O gestor de segurança patrimonial hospitalar deve participar sempre dos processos decisórios da organização, opinando tecnicamente sobre os impactos dos projetos internos sobre a segurança e o gerenciamento de riscos na organização. Suas recomendações certamente reduzirão as chances de insucesso desses projetos, evitando gastos e conflitos desnecessários, assim como o retrabalho e perda de tempo de profissionais.
Capacitar os colaboradores e parceiros também são missão do departamento de segurança patrimonial hospitalar, obtendo com isso uma efetiva redução na taxa de ocorrências ao conscientizar as pessoas a proverem também a sua própria segurança e dos bens da empresa. A prevenção e a proteção de profissionais da saúde contra a violência no seu local de trabalho é uma tarefa a ser executada em conjunto com os profissionais de segurança, que devem treinar seus colegas da área assistencial a identificar os sinais de alerta de uma potencial agressão, possibilitando afastar-se do perigo antes que lhe cause danos.

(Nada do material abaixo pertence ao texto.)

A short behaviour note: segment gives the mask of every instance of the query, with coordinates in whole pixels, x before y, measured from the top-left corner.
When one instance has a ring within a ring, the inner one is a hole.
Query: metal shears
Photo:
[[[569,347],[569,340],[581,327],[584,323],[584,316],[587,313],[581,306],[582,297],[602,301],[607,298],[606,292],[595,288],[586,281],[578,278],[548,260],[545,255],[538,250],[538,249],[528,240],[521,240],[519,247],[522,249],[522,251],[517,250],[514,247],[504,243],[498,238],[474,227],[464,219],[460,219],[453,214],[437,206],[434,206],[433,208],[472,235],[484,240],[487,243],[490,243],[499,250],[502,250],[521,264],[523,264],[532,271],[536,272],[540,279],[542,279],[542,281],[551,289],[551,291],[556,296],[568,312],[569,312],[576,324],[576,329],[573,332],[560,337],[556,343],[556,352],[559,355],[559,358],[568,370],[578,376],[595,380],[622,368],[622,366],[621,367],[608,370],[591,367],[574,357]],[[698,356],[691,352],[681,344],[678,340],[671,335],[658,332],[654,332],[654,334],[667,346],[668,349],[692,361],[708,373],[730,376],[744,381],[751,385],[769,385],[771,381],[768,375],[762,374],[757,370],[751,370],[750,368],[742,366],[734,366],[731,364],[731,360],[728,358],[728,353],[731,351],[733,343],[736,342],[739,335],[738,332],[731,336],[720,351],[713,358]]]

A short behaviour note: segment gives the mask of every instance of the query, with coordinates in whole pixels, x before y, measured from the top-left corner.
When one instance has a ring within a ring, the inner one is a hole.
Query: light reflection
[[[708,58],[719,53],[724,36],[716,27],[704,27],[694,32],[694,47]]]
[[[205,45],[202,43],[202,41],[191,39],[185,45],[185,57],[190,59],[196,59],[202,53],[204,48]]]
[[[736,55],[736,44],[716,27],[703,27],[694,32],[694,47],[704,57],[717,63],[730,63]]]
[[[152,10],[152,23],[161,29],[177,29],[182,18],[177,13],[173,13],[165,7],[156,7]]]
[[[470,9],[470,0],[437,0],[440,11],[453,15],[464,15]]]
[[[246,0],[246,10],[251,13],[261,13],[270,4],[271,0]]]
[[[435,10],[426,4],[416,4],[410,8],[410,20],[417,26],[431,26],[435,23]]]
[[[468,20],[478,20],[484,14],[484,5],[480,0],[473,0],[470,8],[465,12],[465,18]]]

Na prática a estruturação de um departamento de segurança patrimonial hospitalar eficiente não é tarefa fácil, pois depende muito da importância dada pela alta administração ao tema, que por sua vez tem diversas dúvidas quanto à melhor forma de conduzir um processo de implantação desse serviço de apoio administrativo.
No Brasil, entidades como a ABSEG - Associação Brasileira de Profissionais de Segurança e a ABSO - Associação Brasileira dos Profissionais de Segurança Orgânica, possuem grupos de estudos dedicados ao desenvolvimento da Segurança Patrimonial Hospitalar, a exemplo da IAHSS - International Association for Healthcare Safety and Security, nos Estados Unidos da América do Norte.